2010 MTNA Conference – Tuesday Mid-Afternoon

Everything You (and your students) Should Know About Pianos
by Clarence Zeches

Mr. Zeches began the session by taking a quick survey to find out in what setting each of the attendees teach – collegiate, high school, private studios. In his 30+ years of tuning pianos, he has been surprised at how little most pianists know about their instrument, especially in comparison to most instrumentalists. He asked if we would know what to do if all of a sudden before a performance something was to go wrong with the piano.

He shared about a university that decided to save money one year by turning off the heat in the music building during Christmas break. When classes resumed and the heat was turned back on, all the pianos went crazy! Some were found to be 30 cents flat. A half step on the piano is 100 cents. Temperature fluctuations can drastically affect a piano.

Mr. Zeches continued with a history of the piano. It was invented approximately 300 years ago by Cristofori. Originally called the pianoforte, it was different from the harpsichord in that is used a hammer action as opposed to using a quill that plucked a string. How much tension is there in an average piano? About 36,000 pounds! A concert grand Steinway has approximately 39,000 pounds of tension. If a harpsichord had that kind of tension, it would implode.

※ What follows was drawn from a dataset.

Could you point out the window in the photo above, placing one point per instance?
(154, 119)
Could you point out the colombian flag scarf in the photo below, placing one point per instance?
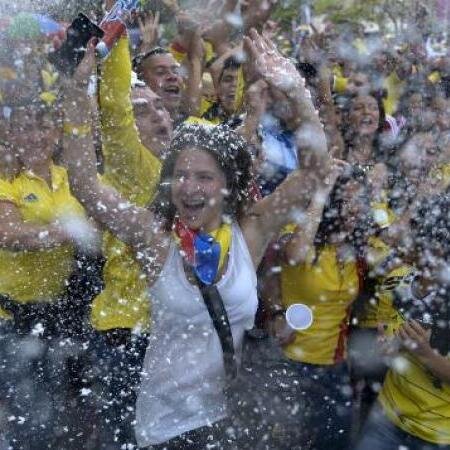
(204, 252)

He periodically gets calls from people who have dropped pianos while moving them, to see if they are able to be salvaged. Sometimes this is possible, if the cast iron plate in the piano is not broken. He went on to discuss another common complaint from pianists:
Rattle in the keys – check for paper clips, coins, pencils, etc. These often fall into the piano when an item is placed on the fallboard and then the fallboard is opened. Usually you can remove the fallboard to check for lost items (don’t, however, try this on a Steinway, because it is screwed in from beneath).

Pianos used regularly for performing should be kept close to concert regulation. The more pianists can learn to recognize problems they observe with their pianos, the more effectively they will be able to communicate with their piano technician. Things to watch for:
Sluggish Action – play several keys simultaneously, then watch the response of the hammers to see if they function congruously.
Bleeding Dampers – ringing sounds; dampers that are bleeding often cause notes in the harmonic series to play.
Mice in Piano – place course steel wool to cover openings under the pedals and casters.

Heavy action may be the result of humidity that is causing every one of the pivot points to slow down a little bit. Technicians can use a procedure called, “weighing off an action” to determine how heavy the action is and figure out how to deal with it. Some technicians have received special training on changing the geometry to take weight off the action.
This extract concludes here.